# SAR2SAR: a self-supervised despeckling algorithm for SAR images
## Emanuele Dalsasso, Loïc Denis, Florence Tupin

Please note that the training set is only composed of **GRD** SAR images, thus this testing code is specific to this data.

## Resources
- [Paper (ArXiv)](https://arxiv.org/abs/2006.15037)

To cite the article:

    @article{dalsasso2020sar2sar,
        title={{SAR2SAR}: a self-supervised despeckling algorithm for {SAR} images},
        author={Emanuele Dalsasso and Loïc Denis and Florence Tupin},
        journal={arXiv preprint arXiv:2006.15037},
        year={2020}
    }

## 1. Install required libraries

In [None]:
!pip install -r requirements.txt

## 2. Set up the data environment
The model.py contains the run_model function. Here is the docstring for the run_model function:
    
    Runs the despeckling algorithm

    Arguments:
        input_dir: Path to a directory containing the files to be despeckled. Files need to be in .npy
                   format
        save_dir: Path to a directory where the files will be saved
        checkpoint_dir: Path to a directory containing the tensorflow checkpoints, if left as None, the
                        despeckling algorithm will use the grd_checkpoint directory
        stride: U-Net is scanned over the image with a default stride of 64 pixels when the image dimension
                exceeds 256. This parameter modifies the default stride in pixels. Lower pixel count = higher quality
                results, at the cost of higher runtime
        store_noisy: Whether to store the "noisy" or input in the save_dir. Default is False
        generate_png: Whether to generate PNG of the outputs in the save_dir. Default is True
        debug: Whether to generate print statements at runtime that communicate what is going on

    Returns:
        None

**You will need to set the input_dir and save_dir filepaths.** Here is an example of what that could look like.

In [None]:
import os
from pathlib import Path

# current folder this file is in
current_dir = Path(os.getcwd())

# set the path of the input and save directories
example_input_dir = str(current_dir / "src" / "test_data" / "example_test_data")
example_save_dir = str(current_dir / "example_output")

# set the path of your own input and save directory
input_dir = str(current_dir / "my_data" / "input")
save_dir = str(current_dir / "my_data" / "results")

print(f"Input directory set to: {input_dir}")
print(f"Save directory set to: {save_dir}")

# Converting .tif to .npy
If your data is in .tif form, and you would like to run this algorithm, you will need to convert it to .npy (and subsequently convert it back to tif when it is done, though this can be more complicated based on your input and how you want your results). An easy way to do that is with the rasterio python library and this function, which converts all single band .tif and .TIF files in the input_dir directory to .npy files.
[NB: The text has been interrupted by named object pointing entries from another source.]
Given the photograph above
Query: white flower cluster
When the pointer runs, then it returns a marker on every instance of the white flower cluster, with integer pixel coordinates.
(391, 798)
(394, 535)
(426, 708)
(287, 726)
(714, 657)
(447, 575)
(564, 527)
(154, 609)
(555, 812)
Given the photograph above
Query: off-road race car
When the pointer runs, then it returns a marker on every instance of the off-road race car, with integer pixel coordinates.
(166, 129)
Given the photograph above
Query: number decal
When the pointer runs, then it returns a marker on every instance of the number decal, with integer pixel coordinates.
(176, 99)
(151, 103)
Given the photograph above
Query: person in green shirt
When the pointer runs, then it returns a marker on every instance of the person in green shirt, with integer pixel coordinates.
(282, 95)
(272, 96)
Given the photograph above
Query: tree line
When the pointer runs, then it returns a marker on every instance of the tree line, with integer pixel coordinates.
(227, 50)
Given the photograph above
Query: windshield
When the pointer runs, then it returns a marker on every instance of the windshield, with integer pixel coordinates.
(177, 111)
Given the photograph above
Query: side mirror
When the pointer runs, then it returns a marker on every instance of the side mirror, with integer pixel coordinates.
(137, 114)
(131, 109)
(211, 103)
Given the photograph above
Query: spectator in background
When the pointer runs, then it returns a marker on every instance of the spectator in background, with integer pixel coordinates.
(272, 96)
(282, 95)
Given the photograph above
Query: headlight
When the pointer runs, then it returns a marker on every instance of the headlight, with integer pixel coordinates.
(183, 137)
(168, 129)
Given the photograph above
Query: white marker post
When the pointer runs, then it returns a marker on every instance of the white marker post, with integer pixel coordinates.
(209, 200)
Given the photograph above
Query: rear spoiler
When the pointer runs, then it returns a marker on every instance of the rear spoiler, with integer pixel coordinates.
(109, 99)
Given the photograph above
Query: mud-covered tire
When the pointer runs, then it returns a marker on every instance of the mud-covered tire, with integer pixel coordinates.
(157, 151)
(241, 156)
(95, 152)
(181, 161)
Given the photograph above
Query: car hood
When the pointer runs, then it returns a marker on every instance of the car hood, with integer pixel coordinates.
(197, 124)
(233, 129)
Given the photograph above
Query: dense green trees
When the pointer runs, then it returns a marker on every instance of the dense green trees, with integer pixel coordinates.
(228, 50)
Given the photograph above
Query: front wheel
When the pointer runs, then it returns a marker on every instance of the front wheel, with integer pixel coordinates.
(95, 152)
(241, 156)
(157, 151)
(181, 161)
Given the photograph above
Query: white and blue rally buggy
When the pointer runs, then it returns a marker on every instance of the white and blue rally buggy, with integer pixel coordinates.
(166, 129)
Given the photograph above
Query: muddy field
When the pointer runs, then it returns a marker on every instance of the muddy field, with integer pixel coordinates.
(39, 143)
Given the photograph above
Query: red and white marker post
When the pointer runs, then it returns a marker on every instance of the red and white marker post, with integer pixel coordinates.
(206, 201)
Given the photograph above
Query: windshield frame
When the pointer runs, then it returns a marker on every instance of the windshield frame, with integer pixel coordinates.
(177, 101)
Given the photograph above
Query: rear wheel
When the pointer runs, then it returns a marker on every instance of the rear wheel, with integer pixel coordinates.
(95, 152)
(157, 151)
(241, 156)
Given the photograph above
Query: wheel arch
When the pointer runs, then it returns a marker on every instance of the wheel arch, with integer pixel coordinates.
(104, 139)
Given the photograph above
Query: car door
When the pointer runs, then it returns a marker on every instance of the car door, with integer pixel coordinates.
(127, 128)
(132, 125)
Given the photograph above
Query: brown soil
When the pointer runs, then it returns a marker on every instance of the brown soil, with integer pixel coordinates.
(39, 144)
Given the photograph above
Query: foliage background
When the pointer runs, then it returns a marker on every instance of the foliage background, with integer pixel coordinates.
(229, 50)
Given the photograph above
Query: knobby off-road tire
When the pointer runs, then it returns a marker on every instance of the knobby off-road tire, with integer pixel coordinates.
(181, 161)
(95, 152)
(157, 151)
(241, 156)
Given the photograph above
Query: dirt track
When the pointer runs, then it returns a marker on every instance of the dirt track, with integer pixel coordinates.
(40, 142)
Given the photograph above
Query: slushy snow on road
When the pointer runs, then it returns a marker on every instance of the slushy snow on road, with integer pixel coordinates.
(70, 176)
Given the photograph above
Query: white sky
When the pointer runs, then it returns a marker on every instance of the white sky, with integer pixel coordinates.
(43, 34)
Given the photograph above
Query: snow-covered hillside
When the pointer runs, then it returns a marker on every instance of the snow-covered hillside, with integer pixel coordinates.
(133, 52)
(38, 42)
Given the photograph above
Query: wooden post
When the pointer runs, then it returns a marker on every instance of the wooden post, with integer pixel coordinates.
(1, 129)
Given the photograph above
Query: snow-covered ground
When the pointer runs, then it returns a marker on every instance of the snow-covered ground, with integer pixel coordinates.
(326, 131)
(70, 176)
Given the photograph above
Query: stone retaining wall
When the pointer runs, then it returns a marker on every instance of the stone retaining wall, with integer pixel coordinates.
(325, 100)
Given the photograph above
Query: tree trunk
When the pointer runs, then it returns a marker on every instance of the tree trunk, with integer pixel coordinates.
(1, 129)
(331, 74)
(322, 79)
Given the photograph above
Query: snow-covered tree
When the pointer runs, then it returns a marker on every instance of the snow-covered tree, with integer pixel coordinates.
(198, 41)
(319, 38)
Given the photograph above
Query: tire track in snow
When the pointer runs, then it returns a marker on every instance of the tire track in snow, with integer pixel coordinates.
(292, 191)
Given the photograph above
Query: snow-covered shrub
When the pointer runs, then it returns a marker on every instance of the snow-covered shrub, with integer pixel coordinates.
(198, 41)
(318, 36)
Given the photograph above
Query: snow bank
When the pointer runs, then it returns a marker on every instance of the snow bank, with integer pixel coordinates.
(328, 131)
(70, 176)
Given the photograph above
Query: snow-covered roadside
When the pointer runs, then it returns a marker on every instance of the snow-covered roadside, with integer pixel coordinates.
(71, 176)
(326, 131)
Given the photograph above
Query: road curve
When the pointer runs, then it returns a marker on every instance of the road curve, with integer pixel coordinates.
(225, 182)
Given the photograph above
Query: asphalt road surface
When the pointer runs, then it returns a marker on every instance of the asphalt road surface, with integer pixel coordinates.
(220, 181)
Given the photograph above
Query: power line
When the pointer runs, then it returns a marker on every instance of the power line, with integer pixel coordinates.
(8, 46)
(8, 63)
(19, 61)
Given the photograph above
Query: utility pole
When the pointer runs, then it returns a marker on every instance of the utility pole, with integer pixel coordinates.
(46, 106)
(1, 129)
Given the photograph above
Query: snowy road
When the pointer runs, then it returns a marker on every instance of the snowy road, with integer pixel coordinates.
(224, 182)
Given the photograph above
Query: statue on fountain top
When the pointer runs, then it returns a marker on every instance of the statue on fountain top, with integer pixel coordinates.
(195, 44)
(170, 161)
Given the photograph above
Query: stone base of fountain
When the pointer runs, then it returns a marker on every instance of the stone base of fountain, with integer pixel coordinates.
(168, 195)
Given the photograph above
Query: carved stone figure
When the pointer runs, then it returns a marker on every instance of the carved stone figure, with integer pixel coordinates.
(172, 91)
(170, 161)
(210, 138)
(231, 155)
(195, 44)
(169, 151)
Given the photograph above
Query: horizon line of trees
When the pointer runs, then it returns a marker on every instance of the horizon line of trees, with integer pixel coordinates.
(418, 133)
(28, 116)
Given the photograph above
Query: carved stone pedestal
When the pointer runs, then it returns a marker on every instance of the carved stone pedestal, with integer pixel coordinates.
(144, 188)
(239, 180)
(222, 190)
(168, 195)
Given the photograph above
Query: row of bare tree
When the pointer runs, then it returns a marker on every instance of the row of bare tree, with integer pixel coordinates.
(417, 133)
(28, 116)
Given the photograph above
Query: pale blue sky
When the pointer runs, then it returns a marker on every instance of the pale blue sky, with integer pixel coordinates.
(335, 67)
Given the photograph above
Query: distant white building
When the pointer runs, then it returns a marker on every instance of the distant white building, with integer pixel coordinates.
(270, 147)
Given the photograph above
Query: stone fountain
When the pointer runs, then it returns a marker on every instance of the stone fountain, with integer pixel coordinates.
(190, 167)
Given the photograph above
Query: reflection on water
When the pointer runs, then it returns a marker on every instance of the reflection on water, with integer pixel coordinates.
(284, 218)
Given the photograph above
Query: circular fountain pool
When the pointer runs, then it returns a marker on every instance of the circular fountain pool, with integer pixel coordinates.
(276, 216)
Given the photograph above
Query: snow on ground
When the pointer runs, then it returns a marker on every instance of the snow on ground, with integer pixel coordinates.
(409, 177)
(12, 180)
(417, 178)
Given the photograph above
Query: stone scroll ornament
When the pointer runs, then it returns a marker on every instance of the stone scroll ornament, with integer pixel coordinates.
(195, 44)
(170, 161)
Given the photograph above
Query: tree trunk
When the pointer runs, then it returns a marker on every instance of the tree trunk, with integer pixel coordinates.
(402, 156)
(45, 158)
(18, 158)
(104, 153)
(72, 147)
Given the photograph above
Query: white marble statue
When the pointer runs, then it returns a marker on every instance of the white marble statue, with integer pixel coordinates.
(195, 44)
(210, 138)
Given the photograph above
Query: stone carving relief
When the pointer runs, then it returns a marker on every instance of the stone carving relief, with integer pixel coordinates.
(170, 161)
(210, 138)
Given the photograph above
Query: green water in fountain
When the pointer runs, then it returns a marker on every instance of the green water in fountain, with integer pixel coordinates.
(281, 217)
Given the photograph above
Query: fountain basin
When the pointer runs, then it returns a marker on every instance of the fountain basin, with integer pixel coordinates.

Multi-band rasters are more complicated, and should be split up into single band rasters on your own terms.

In [None]:
import rasterio
import numpy as np

# file extensions
tif_extensions = [".tif", ".TIF"]
npy_extensions = [".npy"]

def tifToNpy(input_dir: str, extensions: list=[".tif", ".TIF"]) -> None:
    """
    Converts the files in the input_dir directory with the given extensions to .npy files

    Arguments:
        input_dir: Path to the input directory
        extensions: list of valid extensions for files
    Returns:
        None
    """
    input_dir = Path(input_dir)
    # get each .tif/.TIF file in the input_dir directory
    for file in input_dir.iterdir():
        if not file.is_dir() and file.suffix in extensions:
            # open the file and read the data
            with rasterio.open(str(file)) as src:
                data = src.read()
                # save as a .npy
                if data.shape[0] == 1:
                    # if there is only one band
                    path_to_output = file.with_suffix(".npy")
                    np.save(path_to_output, np.squeeze(data))
                else:
                    # if there are multiple bands, this introduces many complications when trying to re-combine later. Everyone's setup and needs
                    # are different so you will have to write your own code to handle these cases. Here is an example of what it could look like
                    """
                    for i in range(data.shape[0]):
                        filename = str(Path(file.name).with_suffix(""))
                        path_to_output = file.with_name(filename + f"_B{i}").with_suffix(
                            ".npy"
                        )
                        np.save(path_to_output, np.squeeze(data[i]))
                    """
                    raise ValueError("Multiple bands, please split up into single band rasters for easier processing")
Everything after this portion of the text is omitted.